"My grandad (Alan) saw Sir Alex at a funeral a while back and Sir Alex made a point of picking him out and going over to him," said Bardsley. "It was the funeral of someone to do with United who my grandad knew, and Sir Alex knows him from my time at the club.
"Sir Alex told him that if I ever tackle (Patrice) Evra like I did the last time (in last season's 2-2 draw at Old Trafford), he would fine me a week's wages.
"I put a bit of a tackle in on Evra in our box, and he mustn't have liked it. He said he would fine me a week's wages whether he was still my manager or not. Coming from him, I suppose it was a compliment. And I suppose I would probably have paid the fine anyway!"
Down-to-earth, honest, approachable, Bardsley is one of the few professional footballers who appears to have changed little from the day he made his professional debut in December 2003.
He remains as committed and driven as ever, as underlined by his refusal to accept that his Sunderland career was over, even when he started just two of the final 16 games last season.
He continues to offer valuable versatility to the Black Cats defence, and will appear at left-back this afternoon, even though he has spent the majority of his career on the opposite flank.

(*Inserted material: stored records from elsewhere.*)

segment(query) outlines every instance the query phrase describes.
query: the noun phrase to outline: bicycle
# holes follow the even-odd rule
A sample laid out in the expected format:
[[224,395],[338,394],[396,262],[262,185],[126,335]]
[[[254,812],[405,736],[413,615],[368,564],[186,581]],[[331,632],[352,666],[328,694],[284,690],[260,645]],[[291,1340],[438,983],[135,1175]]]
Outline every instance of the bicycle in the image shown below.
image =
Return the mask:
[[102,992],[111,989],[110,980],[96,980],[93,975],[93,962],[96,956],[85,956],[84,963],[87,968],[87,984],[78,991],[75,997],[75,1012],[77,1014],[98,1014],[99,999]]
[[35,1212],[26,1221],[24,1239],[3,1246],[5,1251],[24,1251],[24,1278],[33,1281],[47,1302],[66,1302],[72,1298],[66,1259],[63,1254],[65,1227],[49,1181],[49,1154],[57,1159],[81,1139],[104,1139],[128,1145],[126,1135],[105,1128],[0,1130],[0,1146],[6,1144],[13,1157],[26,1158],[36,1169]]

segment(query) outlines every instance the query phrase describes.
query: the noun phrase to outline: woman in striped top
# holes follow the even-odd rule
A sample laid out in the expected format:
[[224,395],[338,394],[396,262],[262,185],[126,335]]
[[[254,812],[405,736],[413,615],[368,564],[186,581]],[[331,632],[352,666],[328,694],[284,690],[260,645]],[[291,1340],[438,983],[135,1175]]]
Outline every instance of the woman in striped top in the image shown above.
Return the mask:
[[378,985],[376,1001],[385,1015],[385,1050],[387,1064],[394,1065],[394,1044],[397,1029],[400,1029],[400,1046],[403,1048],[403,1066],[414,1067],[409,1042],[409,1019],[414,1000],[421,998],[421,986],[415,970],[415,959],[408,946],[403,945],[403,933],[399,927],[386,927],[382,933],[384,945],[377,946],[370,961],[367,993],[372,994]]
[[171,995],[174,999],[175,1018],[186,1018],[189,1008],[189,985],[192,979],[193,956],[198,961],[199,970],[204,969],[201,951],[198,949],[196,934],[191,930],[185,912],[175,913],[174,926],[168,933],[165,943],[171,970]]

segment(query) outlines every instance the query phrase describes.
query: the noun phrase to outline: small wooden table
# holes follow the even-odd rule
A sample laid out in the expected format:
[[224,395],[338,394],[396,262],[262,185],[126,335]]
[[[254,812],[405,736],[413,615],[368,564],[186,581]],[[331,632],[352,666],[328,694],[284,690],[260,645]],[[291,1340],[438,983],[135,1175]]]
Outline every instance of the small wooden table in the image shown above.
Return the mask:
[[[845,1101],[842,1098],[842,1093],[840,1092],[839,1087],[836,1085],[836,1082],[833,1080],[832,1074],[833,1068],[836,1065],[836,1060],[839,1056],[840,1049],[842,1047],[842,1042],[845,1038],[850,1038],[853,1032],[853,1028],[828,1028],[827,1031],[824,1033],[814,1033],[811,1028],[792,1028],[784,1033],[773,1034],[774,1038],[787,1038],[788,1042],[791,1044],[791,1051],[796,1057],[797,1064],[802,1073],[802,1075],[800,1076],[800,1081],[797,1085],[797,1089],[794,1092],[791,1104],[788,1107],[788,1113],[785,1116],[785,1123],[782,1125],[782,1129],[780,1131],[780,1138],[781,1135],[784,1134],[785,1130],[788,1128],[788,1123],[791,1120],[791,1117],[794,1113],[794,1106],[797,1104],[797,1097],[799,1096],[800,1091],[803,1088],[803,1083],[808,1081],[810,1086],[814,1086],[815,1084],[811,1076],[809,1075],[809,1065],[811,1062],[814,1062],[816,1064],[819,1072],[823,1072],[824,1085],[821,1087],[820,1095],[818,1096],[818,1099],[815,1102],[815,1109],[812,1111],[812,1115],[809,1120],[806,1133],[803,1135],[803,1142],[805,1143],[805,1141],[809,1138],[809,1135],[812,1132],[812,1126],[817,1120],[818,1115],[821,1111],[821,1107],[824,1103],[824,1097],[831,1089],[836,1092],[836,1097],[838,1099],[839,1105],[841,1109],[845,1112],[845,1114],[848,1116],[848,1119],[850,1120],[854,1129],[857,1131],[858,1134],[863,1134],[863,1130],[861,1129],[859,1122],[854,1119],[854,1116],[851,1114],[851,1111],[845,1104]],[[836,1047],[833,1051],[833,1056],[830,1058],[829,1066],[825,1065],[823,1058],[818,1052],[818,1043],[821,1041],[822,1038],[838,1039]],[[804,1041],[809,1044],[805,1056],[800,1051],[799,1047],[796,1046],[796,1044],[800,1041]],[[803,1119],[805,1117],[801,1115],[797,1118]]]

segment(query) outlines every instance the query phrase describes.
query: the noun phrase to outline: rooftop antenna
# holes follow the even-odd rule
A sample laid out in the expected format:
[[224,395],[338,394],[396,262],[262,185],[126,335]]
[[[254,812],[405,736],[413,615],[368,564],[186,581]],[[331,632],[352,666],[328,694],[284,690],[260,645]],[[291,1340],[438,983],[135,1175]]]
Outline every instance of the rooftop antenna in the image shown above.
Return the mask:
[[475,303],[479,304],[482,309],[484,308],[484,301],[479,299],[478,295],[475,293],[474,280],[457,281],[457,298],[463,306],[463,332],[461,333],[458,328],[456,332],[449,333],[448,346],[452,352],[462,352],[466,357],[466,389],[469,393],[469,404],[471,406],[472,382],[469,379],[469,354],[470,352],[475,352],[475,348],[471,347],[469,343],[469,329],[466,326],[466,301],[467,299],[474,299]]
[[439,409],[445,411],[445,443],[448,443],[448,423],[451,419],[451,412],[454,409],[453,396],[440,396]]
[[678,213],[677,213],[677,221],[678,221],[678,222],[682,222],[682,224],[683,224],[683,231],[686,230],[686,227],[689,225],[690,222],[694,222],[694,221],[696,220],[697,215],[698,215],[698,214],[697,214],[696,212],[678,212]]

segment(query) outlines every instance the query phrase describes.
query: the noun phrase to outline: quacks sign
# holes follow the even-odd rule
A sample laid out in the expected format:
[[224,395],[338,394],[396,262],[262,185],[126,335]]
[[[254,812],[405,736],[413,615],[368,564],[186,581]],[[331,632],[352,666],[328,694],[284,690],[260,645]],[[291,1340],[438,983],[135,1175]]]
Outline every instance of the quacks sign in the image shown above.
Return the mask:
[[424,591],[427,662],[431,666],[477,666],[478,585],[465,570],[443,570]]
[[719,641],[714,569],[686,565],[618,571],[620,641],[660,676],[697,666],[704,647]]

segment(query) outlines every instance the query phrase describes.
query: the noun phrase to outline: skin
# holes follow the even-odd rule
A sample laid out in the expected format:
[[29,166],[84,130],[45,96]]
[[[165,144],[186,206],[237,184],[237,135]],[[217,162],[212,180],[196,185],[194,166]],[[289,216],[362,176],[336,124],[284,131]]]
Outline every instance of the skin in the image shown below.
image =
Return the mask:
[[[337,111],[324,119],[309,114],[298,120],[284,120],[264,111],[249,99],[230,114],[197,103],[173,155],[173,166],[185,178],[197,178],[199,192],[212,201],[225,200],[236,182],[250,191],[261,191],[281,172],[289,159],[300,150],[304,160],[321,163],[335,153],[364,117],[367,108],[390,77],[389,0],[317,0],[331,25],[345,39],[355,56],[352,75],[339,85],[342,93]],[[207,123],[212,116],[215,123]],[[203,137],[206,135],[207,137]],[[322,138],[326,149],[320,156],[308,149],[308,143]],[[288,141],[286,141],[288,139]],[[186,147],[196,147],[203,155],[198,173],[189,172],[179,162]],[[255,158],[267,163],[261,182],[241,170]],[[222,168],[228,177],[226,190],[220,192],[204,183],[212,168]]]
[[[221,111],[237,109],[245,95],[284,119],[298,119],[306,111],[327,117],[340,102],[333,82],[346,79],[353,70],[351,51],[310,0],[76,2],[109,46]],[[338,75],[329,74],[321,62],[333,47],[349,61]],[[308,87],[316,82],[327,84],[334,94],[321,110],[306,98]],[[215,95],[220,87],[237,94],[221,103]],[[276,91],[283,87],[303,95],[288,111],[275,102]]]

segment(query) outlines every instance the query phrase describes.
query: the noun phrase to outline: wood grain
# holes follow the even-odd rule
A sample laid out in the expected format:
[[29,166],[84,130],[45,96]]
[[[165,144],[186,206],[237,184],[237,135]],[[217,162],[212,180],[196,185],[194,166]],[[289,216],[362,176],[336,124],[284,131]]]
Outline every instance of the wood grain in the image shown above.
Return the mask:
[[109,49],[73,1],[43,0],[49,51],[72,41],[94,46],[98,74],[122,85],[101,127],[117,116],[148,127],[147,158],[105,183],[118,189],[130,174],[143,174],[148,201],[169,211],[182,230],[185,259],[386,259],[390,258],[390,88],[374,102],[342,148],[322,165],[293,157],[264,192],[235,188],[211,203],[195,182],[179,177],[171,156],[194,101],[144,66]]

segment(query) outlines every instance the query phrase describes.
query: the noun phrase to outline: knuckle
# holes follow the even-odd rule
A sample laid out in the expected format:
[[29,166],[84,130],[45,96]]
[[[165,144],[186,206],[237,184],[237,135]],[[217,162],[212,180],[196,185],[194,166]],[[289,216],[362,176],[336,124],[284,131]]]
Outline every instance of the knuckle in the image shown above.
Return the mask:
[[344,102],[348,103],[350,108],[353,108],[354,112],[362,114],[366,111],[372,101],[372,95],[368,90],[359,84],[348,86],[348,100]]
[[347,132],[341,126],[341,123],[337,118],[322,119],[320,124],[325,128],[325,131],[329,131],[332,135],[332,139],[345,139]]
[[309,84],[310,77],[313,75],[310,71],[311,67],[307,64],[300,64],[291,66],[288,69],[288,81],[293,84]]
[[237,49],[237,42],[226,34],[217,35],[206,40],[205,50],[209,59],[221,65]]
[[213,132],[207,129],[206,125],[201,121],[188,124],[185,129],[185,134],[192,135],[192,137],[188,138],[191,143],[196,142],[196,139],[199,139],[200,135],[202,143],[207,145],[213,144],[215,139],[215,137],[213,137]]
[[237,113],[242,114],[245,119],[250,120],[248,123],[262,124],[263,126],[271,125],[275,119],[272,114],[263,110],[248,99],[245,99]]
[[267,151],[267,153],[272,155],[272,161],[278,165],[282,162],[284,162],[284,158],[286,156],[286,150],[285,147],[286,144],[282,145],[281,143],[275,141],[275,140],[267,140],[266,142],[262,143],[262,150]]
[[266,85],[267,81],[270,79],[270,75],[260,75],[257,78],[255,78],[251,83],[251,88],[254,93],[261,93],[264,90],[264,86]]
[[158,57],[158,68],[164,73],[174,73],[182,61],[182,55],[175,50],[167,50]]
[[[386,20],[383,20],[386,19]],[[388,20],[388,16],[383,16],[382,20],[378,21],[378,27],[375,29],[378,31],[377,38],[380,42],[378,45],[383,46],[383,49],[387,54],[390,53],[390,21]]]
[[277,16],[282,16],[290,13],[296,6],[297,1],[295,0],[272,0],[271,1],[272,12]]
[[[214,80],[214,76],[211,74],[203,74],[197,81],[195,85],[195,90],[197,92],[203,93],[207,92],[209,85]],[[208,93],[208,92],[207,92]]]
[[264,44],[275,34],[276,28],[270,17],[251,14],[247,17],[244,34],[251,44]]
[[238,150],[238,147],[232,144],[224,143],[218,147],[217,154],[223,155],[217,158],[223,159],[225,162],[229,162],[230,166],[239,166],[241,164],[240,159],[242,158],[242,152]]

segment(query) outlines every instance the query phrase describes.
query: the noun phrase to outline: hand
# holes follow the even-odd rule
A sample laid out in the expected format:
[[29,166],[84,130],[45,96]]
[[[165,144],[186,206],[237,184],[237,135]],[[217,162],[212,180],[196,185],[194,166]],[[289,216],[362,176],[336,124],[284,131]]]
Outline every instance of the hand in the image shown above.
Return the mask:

And even though he has spent the last two-and-a-half seasons on Wearside, he remains as committed a Manchester United supporter as ever. You can take the boy out of Salford, but it appears to be considerably tougher to take Salford out of the boy.
"I lived on Littleton Road, which was right next door to the training ground," said Bardsley. "In the summer holidays, I would spend all my time standing outside trying to get autographs.
"I don't think you can watch training now, but at that time they were training just over the way so I could see who I wanted to.
"When I was in primary school, (Peter) Schmeichel and (Eric) Cantona were the big stars, while the (David) Beckhams and (Paul) Scholes were just coming through. It was amazing just to stand and watch them play.
"I still go to an odd game now, and if I wasn't playing, I would go with my mates to the away games, have a laugh, that sort of thing. I went to the Rangers match (in the Champions League) with my mates and sat in the stands.
"Some of my mates follow United everywhere, there's one of them, from Salford, who spends all of his wages following the club, never goes out boozing or anything like that.
"All the lads prefer the away games, maybe getting away from the missus for a few hours and having a bit of a gargle. It's not a bad way of spending a Saturday afternoon is it, watching Man U"
But what about playing against them when you're such a lifelong fan
"You just have to leave the scarf on the sidelines for 90 minutes," joked Bardsley. "It could be tough, but I have to look after myself and what's best for Sunderland FC.
"And I honestly think we can beat them. I just think as a club, the way we are playing, we are going into every game really believing we can get a result. United is no different."
Bardsley made 18 senior appearances at Old Trafford, but after a series of loan spells at the likes of Royal Antwerp, Rangers and Aston Villa, he was eventually told to seek alternative employment in 2008. Having first joined United's youth set up at the age of nine, wasn't the rejection akin to being spurned by a member of the family
"It was tough," said the defender, whose current Sunderland contract is due to expire at the end of the season. "I'd grown up there, lived there, breathed it, drank it. It was difficult for me.
"But it was time to move on and play some football. I've been at Sunderland three years now and loved every minute.
"I was 21 when I left Man U and this was a great club to come to. It was okay when you were training every day (at Man United) and learning from the best, but it's no good if you're not playing games. Sunderland have given me the chance to do that and I'll always be grateful."
Just don't ask him to sit in the home end at the Stadium of Light when this afternoon's fixture is reprised once he retires.